6.К вопросу о цельности книги. Цельность – это то, чего хронически недостает автору, находящемуся внутри корпуса своих стихотворений, и то, чего обычно вполне хватает читателю, так или иначе вписывающему книгу в культурный контекст. Поэтому обычно идеи по добавочной внутренней организации книги излишни. Структура «Седьмой» не утомляет. Во-первых (и это главное) нет стихов, специально написанных под ячейку структуры. Во-вторых, принцип организации прост и прозрачен. В-третьих, слышится легкое поскрипывание, сопротивление материала, когда живое и самобытное занимает предназначенное ему место, но с легким перекосом, и этот перекос придает очарование конструкции.

7.Я не буду писать о параллелях, ассоциациях, перекличках и тому подобном. Все желающие увидят скрытую цитату, например, из Тарковского, и оценят ее уместность. Давайте доверять друг другу: прочли – значит, прочли.

8.Ирина Ермакова пишет о другом конце эмоционального акта: не столько о своей любви к людям, сколько о любви людей к ней; о голосах, зовущих ее по имени. Если в лирике автор – своеобразный донор чувства, то здесь – скорее реципиент.
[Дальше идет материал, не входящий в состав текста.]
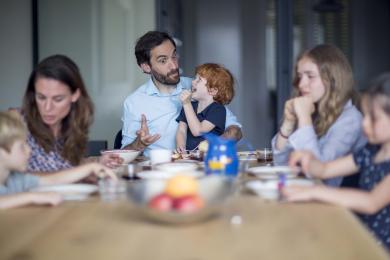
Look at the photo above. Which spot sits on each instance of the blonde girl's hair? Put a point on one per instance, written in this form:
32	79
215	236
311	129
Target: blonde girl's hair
337	77
218	78
12	128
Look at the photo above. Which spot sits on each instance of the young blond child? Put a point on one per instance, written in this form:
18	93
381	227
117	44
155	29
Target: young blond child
372	161
212	88
14	155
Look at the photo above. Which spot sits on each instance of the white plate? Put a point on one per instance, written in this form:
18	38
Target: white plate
269	189
176	167
70	191
271	172
167	175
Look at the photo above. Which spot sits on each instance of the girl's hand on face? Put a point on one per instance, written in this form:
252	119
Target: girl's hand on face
185	96
111	160
289	112
303	107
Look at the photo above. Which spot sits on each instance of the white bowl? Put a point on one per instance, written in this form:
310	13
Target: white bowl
126	155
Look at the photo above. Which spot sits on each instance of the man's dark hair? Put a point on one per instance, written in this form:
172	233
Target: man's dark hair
147	42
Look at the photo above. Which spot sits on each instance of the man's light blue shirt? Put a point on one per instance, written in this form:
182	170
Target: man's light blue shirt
161	111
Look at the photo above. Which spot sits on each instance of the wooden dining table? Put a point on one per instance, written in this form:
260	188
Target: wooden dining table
247	228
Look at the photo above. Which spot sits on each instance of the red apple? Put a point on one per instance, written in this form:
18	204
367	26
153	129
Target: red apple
188	204
161	202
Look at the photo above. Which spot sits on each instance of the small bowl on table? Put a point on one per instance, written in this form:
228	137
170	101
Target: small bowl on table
127	155
214	190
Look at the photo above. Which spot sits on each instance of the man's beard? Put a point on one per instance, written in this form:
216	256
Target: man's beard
165	79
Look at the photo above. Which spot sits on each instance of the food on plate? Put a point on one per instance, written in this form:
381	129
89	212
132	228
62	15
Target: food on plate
161	202
180	194
188	204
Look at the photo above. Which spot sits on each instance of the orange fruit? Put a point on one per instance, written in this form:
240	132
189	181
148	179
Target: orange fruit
181	185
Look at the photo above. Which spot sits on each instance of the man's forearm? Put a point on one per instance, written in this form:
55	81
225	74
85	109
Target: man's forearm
233	132
137	144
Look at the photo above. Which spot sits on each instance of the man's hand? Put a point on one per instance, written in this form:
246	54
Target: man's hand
233	132
185	97
143	133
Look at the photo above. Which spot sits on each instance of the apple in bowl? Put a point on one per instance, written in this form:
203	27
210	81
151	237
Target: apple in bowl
160	202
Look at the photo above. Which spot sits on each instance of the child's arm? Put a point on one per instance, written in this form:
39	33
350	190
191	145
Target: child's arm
197	128
26	198
356	200
75	174
181	136
311	166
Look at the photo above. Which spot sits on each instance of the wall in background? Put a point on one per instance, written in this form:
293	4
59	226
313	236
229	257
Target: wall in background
15	51
232	32
100	37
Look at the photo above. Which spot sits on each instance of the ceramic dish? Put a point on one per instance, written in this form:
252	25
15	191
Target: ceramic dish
126	155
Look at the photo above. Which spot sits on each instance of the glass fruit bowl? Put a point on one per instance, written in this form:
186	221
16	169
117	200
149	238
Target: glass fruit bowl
213	191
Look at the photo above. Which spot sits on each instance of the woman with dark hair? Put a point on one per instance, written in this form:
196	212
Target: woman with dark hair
320	116
58	112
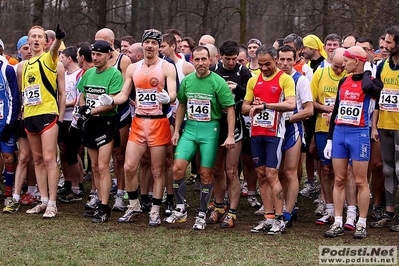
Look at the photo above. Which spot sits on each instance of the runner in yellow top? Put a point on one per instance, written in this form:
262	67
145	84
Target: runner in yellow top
44	106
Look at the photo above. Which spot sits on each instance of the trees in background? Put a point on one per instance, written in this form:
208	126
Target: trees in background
236	19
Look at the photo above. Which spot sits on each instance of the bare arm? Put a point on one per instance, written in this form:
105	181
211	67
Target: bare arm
61	91
306	112
123	96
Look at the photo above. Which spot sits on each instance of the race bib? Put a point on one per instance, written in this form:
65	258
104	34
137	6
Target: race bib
328	101
349	112
32	95
199	110
389	100
265	118
92	100
146	99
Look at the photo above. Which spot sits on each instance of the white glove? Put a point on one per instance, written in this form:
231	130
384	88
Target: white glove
328	149
163	97
105	99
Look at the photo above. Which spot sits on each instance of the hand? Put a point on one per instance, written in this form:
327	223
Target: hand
328	149
232	85
175	138
375	135
255	109
6	133
163	97
59	33
105	99
229	143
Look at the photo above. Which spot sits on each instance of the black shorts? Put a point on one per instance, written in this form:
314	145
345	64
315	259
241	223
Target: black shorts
100	130
39	123
63	131
73	143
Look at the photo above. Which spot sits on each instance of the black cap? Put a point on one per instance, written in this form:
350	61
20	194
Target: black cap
101	46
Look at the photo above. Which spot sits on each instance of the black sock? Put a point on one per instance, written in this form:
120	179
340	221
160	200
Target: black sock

Конечно, мы можем говорить о хорошей работе почты не когда письмо отослано, а когда оно дошло до адресата. Поэтому позиция успешного адресата очень емкая и достоверная. Я бы назвал это обратной лирикой. Эпос? Ну, постольку поскольку…

9.Место действия «Седьмой» – точнее, многих стихотворений книги – пограничное пространство. Впрочем, наверное, не вполне удачный термин, потому что я имею в виду не узкую полосу между чем-то и чем-то, а, скажем, океанский шторм. Или какую-нибудь воздушную электромагнитную бурю. Нелепо было бы говорить о гуманности / антигуманности этих пространств: они просто не предназначены для жизни. Как говорится, не стой под стрелой. Но лирический герой Ирины Ермаковой раз за разом оказывается в таких передрягах, и хрупкая жизнь сохраняется «неизвестным науке способом». Наверное, это род экзистенциализма. Нет нужды говорить, что не самое важное в таких испытаниях заведомо выгорает.

10.  Стойкое ощущение, что автор ищет и добывает из слов не просто свет, а свет физический. Как ни парадоксально, добыть из этого материала духовный свет легче и менее ценно. И иногда лучи этого света, кажется, прорываются сквозь типографский шрифт.